Another early investor that made further investments in Greater Kuala Lumpur was Kone, which opened its first Southeast Asian training hub, Kone Academy in the southern city of Johor Bharu in 2013.
The purpose-built academy has been utilised by employees throughout the region, from service technicians to office workers and managers. At the time, the Academy joined a network of over 20 training centres around the world.
“We are proud of the new academy, which is the first purpose-built training centre in Southeast Asia.” said Kone Asia Pacific and Middle East executive vice president Noud Veeger.
The elevator and escalator brand leader then followed up with another Kone Academy in March 2018, this one to cater specifically to the growing Malaysian market.
“The Asia Pacific region has a high growth potential and it is important that we focus on growing these markets. We are in the right place and it is essential that we understand customer needs and upgrade our solutions proactively,” said Axel Berkling, executive vice president, Kone Asia Pacific.
Kone Malaysia managing director Edward Loy added: “Malaysia is a growing market and we need to ensure we retain our leadership position. This facility also affords us the opportunity to be on the cutting-edge of future technological advances and aids us on quick responses to disruptive changes, which benefits our customers as we integrate people flow into the lives of our customers.”
Malaysia’s strength in various engineering disciplines has also been recognised by other early investors like Halton, which moved its manufacturing facilities in Malaysia to larger premises next to its R&D facility in 2013 thanks to its rapid expansion in the region.
The new manufacturing facility spans 5000 sq. meters and employs 100 people. The main markets for the products include Middle-East, India, Japan, Korea, New Zealand, and Oceania. Halton’s customers in the region include major hotels in Singapore, Indonesia, Malaysia, Dubai, and Philippines, as well as the famous Taj Mahal in India.

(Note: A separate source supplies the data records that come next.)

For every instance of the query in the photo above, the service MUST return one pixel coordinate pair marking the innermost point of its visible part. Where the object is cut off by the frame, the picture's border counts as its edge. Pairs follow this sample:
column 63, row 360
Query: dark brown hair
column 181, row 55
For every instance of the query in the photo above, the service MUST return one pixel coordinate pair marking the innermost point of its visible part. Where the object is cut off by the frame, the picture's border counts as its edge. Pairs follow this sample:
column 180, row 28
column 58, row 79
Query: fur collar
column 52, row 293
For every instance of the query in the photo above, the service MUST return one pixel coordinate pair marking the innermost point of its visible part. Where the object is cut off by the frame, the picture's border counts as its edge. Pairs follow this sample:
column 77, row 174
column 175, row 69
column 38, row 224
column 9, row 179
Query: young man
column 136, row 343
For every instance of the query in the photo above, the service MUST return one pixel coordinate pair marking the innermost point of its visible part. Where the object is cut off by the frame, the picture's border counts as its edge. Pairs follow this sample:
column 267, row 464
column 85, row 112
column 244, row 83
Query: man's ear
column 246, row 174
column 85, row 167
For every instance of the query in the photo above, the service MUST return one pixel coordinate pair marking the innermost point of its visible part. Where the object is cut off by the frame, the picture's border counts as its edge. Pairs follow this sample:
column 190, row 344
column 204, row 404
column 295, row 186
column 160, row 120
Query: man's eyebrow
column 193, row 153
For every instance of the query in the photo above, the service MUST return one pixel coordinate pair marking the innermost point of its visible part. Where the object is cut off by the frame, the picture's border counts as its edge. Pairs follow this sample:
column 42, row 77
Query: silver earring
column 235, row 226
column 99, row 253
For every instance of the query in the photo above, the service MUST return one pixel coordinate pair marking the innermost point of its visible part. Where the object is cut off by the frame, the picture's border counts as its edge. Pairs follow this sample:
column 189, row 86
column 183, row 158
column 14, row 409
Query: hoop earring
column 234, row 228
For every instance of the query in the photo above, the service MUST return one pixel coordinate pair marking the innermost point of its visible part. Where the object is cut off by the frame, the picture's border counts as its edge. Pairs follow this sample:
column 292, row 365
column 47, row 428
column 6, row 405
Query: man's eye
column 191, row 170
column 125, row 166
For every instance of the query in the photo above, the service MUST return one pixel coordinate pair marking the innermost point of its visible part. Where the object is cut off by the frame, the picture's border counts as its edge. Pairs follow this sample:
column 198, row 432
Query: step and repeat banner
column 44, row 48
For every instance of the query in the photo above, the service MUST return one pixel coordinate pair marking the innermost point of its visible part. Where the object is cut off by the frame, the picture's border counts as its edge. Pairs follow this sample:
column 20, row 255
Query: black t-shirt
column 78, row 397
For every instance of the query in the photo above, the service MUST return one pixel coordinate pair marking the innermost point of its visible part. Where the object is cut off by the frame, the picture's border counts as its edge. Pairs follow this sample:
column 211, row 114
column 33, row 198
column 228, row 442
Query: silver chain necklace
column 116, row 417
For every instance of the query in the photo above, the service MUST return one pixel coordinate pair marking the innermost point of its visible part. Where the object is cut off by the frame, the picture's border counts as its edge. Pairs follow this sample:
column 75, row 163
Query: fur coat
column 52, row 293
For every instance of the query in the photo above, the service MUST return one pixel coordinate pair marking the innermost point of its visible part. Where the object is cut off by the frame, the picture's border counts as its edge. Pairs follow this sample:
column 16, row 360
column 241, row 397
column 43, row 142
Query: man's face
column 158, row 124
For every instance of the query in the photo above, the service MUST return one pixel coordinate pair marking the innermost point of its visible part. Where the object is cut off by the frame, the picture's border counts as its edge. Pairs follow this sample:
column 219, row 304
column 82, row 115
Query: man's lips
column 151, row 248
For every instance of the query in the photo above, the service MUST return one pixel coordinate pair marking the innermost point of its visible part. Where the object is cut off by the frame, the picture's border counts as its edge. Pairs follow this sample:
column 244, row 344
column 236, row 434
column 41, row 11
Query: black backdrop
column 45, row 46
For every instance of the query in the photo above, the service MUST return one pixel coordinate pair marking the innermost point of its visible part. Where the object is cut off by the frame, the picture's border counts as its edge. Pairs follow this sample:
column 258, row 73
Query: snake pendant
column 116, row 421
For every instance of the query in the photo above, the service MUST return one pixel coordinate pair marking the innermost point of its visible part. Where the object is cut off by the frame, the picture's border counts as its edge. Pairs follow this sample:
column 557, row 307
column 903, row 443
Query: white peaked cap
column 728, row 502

Halton Group chairman Mika Halttunen said Halton Manufacturing contributed about 10% to its total revenue in 2012, and contribution from the Malaysia business was expected to increase by 10-15% yearly.
These investors have entrusted their Asia and Asia-Pacific hubs to Greater Kuala Lumpur thanks to Malaysia’s strengths and plans to continue strengthening its technology talents and investments.
In the IMD’s World Competitiveness Yearbook 2017, Malaysia ranked 24th overall out of 63 economies studied. However, it leapfrogged many more major countries in specific focus areas, ranking 4th in both investment in telecommunications as well as high-tech exports.
To further emphasise Malaysia’s growth spurt in this space, IMD also ranked the country 5th in the use of Big Data and analytics, as well as science degrees issued. Thus, it is no surprise that more and more enterprises out of Helsinki now make Greater Kuala Lumpur their first choice of a hub in Asia.